Vorlage H6-2

Dateiinhalt

{-
  "Programmierung und Modellierung", LMU München, Sommersemester 2015, Lehrstuhl TCS

  Vorlage Aufgabe H6-2

  Bitte nichts verändern was oberhalb von "NUR AB HIER BEARBEITEN"
  steht! Also nur ab Zeile 123 editieren!

  Zuerst zeigen wir als Beispiel die Lösung zu der analogen Aufgabe
  mit unseren selbst-definierten Listentyp.
-}


data List a = Leer | Element a (List a)

instance (Show a) => Show (List a) where
  show = printList

printList :: (Show a) => List a -> String
printList l = printLaux 0 l
  where
    printLaux n Leer = replicate n ' ' ++ "[]"
    printLaux n (Element h t)
      = replicate n ' ' ++ show h ++ ":"
        ++ newline ++ printLaux (n+1) t

{- HINWEIS zu "newline" und Ausgabe:

Verwenden Sie "putStrLn", falls GHCI das Zeichen
zum Zeilenvorschub bei der Ausgabe in GHCI nicht ausführt:

*Main> Element 1 $ Element 2 $ Element 3 $ Leer
1:
 2:
  3:
   []

*Main> printList $ Element 1 $ Element 2 $ Element 3 $ Leer
"1:\n 2:\n  3:\n   []"

*Main> putStrLn $ printList $ Element 1 $ Element 2 $ Element 3 $ Leer
1:
 2:
  3:
   []

-}



----------------------------------
-- Eventuell nützliche Konstanten:

newline :: String
newline = "\n"

newline_char :: Char
newline_char = '\n'

slash :: String
slash = "/"

slash_char :: Char
slash_char = '/'

backslash :: String    -- Backslash Char signals Escape;
backslash = "\\"       -- '\\' is interpreted as \

backslash_char :: Char
backslash_char = '\\'

vert :: String
vert = "|"

vert_char :: Char
vert_char = '|'


string_demo :: String
string_demo = 'A':slash_char:'-':vert_char:'-':backslash_char:'-':newline_char:'Z':newline_char:
              "DEMO " ++ backslash ++ "- " ++ vert ++ "- " ++ slash ++ "- " ++ newline ++ " DEMO "

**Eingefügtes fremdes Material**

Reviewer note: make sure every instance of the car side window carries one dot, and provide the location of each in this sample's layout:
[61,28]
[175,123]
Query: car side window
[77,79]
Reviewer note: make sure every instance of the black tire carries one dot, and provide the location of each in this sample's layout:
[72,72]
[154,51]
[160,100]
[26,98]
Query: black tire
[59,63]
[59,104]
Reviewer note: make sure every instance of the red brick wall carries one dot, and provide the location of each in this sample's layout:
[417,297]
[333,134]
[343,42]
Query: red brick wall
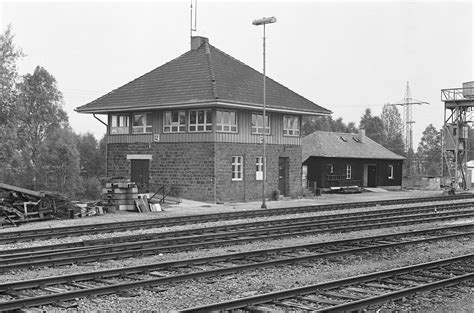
[190,167]
[187,166]
[250,189]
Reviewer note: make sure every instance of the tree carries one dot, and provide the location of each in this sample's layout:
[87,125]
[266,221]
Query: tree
[392,129]
[8,124]
[40,114]
[428,155]
[373,126]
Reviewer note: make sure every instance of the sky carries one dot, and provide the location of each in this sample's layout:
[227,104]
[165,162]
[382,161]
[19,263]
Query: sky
[346,56]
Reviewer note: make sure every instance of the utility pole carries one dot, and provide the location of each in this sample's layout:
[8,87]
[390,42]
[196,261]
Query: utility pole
[407,124]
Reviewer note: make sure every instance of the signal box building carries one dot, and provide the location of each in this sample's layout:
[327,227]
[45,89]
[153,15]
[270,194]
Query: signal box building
[333,159]
[196,124]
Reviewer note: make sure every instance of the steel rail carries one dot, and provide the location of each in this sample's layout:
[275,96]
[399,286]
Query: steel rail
[153,247]
[151,236]
[57,232]
[347,246]
[277,298]
[339,218]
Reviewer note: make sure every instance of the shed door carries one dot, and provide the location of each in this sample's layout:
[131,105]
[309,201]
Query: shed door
[140,174]
[282,175]
[371,176]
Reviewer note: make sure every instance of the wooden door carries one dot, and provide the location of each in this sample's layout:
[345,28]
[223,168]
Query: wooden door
[283,175]
[371,176]
[140,174]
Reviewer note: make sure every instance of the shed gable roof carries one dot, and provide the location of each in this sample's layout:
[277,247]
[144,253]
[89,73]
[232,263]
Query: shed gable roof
[205,74]
[344,145]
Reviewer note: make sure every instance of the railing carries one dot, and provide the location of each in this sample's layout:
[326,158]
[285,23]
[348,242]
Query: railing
[457,94]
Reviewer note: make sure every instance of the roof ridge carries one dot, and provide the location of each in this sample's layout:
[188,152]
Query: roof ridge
[130,82]
[207,52]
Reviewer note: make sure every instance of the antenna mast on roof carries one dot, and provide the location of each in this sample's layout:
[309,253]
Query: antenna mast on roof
[407,124]
[191,28]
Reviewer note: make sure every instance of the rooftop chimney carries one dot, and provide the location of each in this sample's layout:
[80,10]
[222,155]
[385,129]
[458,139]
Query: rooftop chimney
[197,41]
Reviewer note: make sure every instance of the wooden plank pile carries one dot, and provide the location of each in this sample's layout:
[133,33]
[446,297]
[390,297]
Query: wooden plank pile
[121,194]
[20,205]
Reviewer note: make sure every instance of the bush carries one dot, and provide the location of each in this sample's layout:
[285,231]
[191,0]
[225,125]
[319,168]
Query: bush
[275,195]
[92,189]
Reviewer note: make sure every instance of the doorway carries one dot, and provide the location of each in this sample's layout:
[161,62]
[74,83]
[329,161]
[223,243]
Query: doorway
[140,174]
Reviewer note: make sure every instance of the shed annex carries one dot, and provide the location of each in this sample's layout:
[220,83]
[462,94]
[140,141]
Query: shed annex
[196,124]
[332,159]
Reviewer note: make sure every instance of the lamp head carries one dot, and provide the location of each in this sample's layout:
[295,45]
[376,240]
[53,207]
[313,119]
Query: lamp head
[264,20]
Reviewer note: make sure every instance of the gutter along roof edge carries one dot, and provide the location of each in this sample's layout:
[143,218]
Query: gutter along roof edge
[196,104]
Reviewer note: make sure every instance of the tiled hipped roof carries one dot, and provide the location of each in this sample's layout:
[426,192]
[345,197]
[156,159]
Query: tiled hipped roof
[204,74]
[344,145]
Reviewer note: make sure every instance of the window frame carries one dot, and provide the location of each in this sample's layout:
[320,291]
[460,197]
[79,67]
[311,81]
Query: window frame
[220,122]
[205,125]
[256,130]
[147,128]
[119,130]
[180,128]
[390,172]
[237,168]
[292,132]
[259,164]
[348,171]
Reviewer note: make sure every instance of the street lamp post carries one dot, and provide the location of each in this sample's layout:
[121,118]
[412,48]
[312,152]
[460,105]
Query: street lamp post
[264,21]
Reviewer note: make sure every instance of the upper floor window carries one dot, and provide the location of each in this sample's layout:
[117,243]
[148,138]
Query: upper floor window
[390,172]
[257,124]
[331,168]
[291,125]
[174,122]
[141,123]
[120,124]
[226,121]
[200,120]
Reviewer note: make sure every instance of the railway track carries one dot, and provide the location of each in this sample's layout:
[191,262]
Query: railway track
[185,240]
[50,290]
[358,292]
[77,230]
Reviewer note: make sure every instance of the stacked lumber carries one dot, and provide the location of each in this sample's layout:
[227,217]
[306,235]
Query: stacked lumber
[20,205]
[121,194]
[145,205]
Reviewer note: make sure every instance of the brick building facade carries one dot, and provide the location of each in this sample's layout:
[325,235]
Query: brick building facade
[196,124]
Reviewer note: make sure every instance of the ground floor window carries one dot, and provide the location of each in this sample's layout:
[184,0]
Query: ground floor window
[119,124]
[259,168]
[348,171]
[237,168]
[390,172]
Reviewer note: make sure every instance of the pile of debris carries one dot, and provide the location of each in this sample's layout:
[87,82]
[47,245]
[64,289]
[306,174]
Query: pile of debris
[124,195]
[19,205]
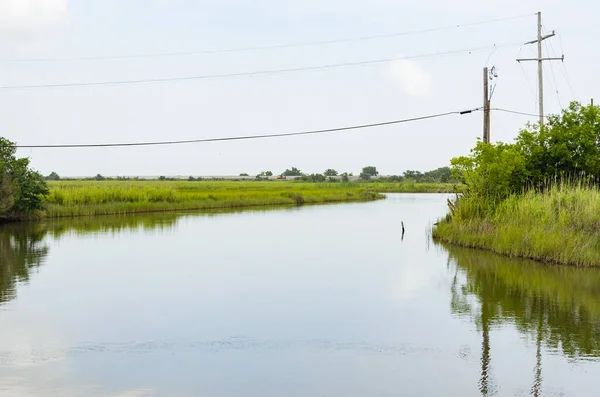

---------------------------------
-- Datentypdeklaration für Bäume:

data Tree a = Empty
            | Node { label :: a, left,right :: Tree a }

leaf :: a -> Tree a
leaf a = Node a Empty Empty



-----------------------------
-- Ein paar Bäume zum Testen:

t1 = Node 6 (Node 3 (leaf 2) (Node 8 (leaf 5) Empty))
            (Node 8 Empty (leaf 4))

t0 = Node 1 (Node 2 (leaf 3) (leaf 4))
            (Node 5 (leaf 6) (leaf 7))

t2 = Node 1 (Node 2 (Node 3 (leaf 3) Empty) Empty) Empty

t3 = Node 1 Empty (Node 2 Empty (Node 3 Empty (leaf 4)))

t4 = Node 1 (Node 2 (Node 3 (leaf 4) Empty) Empty)
            (Node 5 Empty (Node 6 Empty (leaf 7)))

t5 = Node 1 (Node 2 (Node 3 Empty (leaf 4)) Empty)
            (Node 5 Empty (Node 6 (leaf 7) Empty))

t8 = Node 69 (leaf 77) (Node 44 (leaf 64) (leaf 7))

t9 = Node 6 (Node 3 (leaf 2) (Node 4 (leaf 5) Empty))
            (Node 7 Empty (Node 9 (leaf 8) Empty))



-----------------------------------------
---- !!!! NUR AB HIER BEARBEITEN !!! ----
-----------------------------------------



-- Vielleicht nützlich?!
data Ast  = Links | Rechts
type Pfad = [Ast]

-- TODO: Instanzdeklaration von Tree a für Show?!

printTree :: (Show a) => Tree a -> String
printTree = undefined -- TODO